Loud stomping noises sent her running to the kitchen. Justin had scarfed down most of the Teddy Grahams, then dumped the rest of them on the floor and spritzed them with milk from the three little holes in the Tommee Tippee cup. Now he was having a high old time smashing them up. “Mud!” he told Nicole, delighted.

“No, not mud,” she barely managed not to scream at him. “Mess. Naughty. No-no!” Her hand itched to give him a good solid spanking.

No. She wouldn’t do it. She didn’t believe in it. A good parent had no need to strike a child to make it behave.

Not that she was a perfect parent, either. She’d smacked Justin and Kimberley once or twice, more because she was at the end of her rope than because they had done anything extraordinarily hideous. Each time she’d felt horrible, and each time she’d thanked heaven she hadn’t seemed to do them any lasting harm.

She pried Justin’s Reeboks off him and carried them over to the sink. Their soles, though formed in miniature, had as many gripping cups and ridges and grooves as those on the shoes she wore on weekends. Milk-smeared chocolate crackers had got into all of them, and refused stubbornly to be scrubbed out. Finally, she found an old toothbrush that did the job – bristle by bristle, crumb by crumb, and ridge by ridge.

The floor was just as delightful. Paper towels and Formula 409 disposed of most of the mess, but, sure as hell, some of the sodden Teddy Graham crumbs had slithered down between the tiles. She had to rout them out with the toothbrush, too. She couldn’t just let them go. Teddy Grahams were worse than mud. A lot worse, all things considered. If she didn’t scour out every speck, by morning the kitchen would be swarming with ants.

By the time she was through cleaning, the chicken nuggets and French fries and her own Lean Cuisine shrimp-and-boring-vegetables were ready. She carefully cut the chicken and potatoes into bite-sized bits for her son and let him practice impaling them with a fork. After four or five bites, he was picking, not eating: the Teddy Grahams had taken their toll on him along with his shoes and the floor.

She’d managed two bites from the tray in front of her (too much sodium, and low-fat only by comparison to some of the other frozen food out there) when the telephone rang. She got up so fast, she almost overturned her bottle of Evian. Maybe Frank would come through after all. Stranger things had happened.

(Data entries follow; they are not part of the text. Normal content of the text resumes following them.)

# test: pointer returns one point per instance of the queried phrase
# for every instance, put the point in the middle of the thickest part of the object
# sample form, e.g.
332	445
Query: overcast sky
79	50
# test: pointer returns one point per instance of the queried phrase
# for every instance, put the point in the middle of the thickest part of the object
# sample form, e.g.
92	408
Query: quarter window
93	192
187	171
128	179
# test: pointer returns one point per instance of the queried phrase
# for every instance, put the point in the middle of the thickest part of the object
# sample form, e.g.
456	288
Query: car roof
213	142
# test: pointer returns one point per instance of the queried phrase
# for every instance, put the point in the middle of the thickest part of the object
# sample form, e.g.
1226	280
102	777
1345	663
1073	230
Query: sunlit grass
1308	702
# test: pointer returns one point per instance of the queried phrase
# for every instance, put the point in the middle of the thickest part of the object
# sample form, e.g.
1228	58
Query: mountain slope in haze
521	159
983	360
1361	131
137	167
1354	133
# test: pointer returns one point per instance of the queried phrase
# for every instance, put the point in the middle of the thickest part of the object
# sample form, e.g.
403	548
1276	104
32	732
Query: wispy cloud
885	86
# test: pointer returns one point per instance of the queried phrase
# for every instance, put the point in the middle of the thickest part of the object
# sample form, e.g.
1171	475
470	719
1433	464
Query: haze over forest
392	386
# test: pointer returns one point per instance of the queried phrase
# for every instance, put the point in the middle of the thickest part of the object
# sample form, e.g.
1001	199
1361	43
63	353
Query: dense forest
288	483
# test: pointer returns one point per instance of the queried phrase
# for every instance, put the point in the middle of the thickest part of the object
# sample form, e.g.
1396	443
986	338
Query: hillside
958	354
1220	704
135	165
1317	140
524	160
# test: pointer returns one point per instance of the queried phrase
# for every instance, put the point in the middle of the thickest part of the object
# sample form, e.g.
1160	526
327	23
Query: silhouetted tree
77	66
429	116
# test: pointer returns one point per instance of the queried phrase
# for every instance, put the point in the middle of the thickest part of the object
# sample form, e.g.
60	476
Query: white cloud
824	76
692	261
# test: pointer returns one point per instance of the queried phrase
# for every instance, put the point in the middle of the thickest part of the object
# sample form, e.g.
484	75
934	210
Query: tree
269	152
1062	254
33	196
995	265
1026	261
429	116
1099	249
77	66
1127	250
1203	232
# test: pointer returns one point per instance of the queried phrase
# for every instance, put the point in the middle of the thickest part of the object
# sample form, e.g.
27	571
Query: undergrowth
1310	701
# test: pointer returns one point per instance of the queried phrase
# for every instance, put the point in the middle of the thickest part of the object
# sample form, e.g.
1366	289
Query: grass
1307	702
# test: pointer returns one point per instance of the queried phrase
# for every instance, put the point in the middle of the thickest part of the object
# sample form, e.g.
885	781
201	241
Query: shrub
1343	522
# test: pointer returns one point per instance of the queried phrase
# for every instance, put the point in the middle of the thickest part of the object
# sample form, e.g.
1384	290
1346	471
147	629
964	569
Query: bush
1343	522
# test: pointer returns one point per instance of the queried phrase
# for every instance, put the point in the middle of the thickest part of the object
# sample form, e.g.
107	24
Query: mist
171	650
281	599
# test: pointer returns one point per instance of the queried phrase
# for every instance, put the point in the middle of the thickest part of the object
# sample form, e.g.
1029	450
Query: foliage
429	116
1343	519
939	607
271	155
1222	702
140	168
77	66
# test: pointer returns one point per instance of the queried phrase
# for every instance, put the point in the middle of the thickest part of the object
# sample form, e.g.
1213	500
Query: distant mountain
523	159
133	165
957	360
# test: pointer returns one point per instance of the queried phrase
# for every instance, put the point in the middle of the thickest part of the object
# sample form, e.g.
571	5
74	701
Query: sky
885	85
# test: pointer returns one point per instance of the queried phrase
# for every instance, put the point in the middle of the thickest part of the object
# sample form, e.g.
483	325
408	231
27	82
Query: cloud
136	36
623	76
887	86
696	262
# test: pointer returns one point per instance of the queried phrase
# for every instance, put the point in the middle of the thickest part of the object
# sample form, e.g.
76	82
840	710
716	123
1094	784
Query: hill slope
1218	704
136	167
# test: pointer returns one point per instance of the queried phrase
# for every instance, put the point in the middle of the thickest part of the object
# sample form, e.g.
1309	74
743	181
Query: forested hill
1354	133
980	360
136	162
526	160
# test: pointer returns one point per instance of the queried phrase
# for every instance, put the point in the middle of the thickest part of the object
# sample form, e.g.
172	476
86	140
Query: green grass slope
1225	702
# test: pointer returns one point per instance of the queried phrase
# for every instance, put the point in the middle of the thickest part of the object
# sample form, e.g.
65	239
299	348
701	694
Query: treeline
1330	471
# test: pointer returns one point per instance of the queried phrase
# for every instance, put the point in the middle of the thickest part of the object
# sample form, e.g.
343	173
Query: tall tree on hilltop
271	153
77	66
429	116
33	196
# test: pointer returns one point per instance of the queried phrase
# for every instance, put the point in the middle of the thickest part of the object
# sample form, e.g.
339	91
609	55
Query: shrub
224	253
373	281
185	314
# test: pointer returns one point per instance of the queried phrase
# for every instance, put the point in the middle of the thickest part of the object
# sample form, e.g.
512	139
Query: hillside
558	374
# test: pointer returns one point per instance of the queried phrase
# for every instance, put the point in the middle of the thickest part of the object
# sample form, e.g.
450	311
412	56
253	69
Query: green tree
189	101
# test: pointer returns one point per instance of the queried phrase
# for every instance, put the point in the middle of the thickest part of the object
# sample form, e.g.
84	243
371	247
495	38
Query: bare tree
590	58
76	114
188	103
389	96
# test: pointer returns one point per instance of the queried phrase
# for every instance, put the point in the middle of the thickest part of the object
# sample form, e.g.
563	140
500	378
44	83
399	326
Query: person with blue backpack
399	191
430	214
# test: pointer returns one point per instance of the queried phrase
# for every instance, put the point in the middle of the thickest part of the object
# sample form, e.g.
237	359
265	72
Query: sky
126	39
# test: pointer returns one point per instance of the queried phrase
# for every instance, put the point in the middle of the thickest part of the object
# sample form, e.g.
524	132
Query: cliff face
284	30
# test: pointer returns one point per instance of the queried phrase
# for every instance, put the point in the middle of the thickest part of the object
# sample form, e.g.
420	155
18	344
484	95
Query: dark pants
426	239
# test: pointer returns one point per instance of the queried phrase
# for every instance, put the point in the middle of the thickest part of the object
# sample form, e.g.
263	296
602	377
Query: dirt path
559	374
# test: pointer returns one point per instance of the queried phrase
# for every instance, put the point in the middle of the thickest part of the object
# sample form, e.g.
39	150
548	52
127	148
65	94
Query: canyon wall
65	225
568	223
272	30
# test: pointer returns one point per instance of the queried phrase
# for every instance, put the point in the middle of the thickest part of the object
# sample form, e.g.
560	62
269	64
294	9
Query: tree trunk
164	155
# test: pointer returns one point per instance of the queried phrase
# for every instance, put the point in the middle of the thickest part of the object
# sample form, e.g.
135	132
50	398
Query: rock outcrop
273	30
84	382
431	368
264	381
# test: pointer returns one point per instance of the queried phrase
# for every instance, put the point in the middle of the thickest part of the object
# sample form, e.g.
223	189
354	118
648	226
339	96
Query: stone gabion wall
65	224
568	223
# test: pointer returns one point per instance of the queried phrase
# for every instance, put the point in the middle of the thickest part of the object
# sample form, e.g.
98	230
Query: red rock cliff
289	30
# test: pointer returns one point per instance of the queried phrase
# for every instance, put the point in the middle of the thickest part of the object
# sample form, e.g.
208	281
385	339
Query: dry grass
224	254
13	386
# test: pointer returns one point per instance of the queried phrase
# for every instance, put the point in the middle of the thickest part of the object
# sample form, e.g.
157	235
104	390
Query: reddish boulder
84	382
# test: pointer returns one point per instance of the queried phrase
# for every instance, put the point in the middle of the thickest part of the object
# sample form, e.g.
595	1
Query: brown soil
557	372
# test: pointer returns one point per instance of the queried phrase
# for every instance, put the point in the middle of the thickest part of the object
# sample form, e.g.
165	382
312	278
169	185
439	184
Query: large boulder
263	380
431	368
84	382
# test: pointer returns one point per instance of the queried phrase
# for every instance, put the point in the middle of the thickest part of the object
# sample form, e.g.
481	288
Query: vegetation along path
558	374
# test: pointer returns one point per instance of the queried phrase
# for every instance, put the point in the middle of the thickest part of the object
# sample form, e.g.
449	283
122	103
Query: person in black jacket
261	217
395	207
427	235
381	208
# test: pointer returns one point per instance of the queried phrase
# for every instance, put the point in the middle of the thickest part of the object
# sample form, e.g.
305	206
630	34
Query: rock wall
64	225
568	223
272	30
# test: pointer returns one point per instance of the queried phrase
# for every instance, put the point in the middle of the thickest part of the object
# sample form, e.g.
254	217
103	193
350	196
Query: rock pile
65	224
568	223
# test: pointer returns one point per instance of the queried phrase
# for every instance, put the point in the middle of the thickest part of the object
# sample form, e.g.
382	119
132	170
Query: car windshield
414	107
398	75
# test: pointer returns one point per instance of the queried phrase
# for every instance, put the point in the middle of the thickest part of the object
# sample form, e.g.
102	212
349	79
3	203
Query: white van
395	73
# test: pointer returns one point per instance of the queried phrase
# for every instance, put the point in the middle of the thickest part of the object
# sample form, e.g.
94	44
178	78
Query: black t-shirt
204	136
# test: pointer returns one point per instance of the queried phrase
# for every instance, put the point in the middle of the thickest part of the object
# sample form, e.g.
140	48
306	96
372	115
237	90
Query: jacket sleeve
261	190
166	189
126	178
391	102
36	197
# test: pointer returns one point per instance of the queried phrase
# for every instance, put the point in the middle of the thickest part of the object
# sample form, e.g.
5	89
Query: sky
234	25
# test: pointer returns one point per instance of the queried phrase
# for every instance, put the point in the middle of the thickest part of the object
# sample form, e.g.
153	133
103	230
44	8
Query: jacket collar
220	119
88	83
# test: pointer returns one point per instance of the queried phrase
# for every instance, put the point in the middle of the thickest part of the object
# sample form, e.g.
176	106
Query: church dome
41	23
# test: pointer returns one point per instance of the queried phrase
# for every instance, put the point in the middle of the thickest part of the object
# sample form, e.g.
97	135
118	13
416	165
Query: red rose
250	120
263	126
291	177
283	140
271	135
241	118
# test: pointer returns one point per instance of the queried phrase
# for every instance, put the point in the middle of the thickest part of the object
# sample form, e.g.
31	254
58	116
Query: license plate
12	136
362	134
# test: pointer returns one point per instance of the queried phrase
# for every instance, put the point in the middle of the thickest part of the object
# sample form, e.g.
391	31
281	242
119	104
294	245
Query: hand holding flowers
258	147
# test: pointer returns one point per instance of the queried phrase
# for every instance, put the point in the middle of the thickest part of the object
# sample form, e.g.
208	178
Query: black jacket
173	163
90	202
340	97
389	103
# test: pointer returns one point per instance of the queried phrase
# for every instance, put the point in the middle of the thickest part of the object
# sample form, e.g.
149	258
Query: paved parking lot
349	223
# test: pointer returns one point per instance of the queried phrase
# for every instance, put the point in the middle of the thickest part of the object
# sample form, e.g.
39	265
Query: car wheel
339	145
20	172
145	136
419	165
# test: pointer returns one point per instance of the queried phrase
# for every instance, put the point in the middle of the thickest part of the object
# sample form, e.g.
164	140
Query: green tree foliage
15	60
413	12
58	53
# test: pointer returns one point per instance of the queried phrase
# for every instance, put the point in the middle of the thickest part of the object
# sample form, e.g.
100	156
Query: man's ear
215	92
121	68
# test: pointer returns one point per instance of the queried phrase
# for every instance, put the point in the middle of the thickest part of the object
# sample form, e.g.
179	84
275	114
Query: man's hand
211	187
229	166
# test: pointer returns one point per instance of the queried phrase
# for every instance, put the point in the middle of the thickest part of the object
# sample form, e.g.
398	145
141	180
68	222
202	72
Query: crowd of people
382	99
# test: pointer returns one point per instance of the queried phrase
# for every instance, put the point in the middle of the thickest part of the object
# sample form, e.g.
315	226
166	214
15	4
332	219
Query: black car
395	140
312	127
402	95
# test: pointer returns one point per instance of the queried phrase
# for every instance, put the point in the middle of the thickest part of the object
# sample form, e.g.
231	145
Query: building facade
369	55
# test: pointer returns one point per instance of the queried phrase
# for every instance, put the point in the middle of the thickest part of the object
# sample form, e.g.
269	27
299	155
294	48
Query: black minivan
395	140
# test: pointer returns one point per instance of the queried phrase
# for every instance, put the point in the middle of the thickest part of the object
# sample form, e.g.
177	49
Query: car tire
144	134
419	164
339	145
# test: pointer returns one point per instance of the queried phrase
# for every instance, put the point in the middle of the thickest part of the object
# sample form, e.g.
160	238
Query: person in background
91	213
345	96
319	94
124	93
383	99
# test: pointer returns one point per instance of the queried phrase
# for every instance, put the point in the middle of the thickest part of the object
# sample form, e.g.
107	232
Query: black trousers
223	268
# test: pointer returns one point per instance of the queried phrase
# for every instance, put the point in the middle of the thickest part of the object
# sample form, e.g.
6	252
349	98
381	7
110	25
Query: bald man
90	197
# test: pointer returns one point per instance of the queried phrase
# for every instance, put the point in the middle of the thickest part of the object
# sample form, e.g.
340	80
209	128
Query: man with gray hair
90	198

“Hello?” she panted, breathless from the dash to the bedroom.

“Hello, is this Nicole?” asked a friendly and completely unfamiliar male voice.

“Yes,” Nicole said warily. “Who is this, please?”

“My name’s Bob Broadman, Nicole.” Too friendly. “Now, I know that a busy homemaker like yourself doesn’t have a lot of time, so I’ll make this quick for you, all right, Nicole?” Way too friendly. “Would you be interested in trying in your own home – ”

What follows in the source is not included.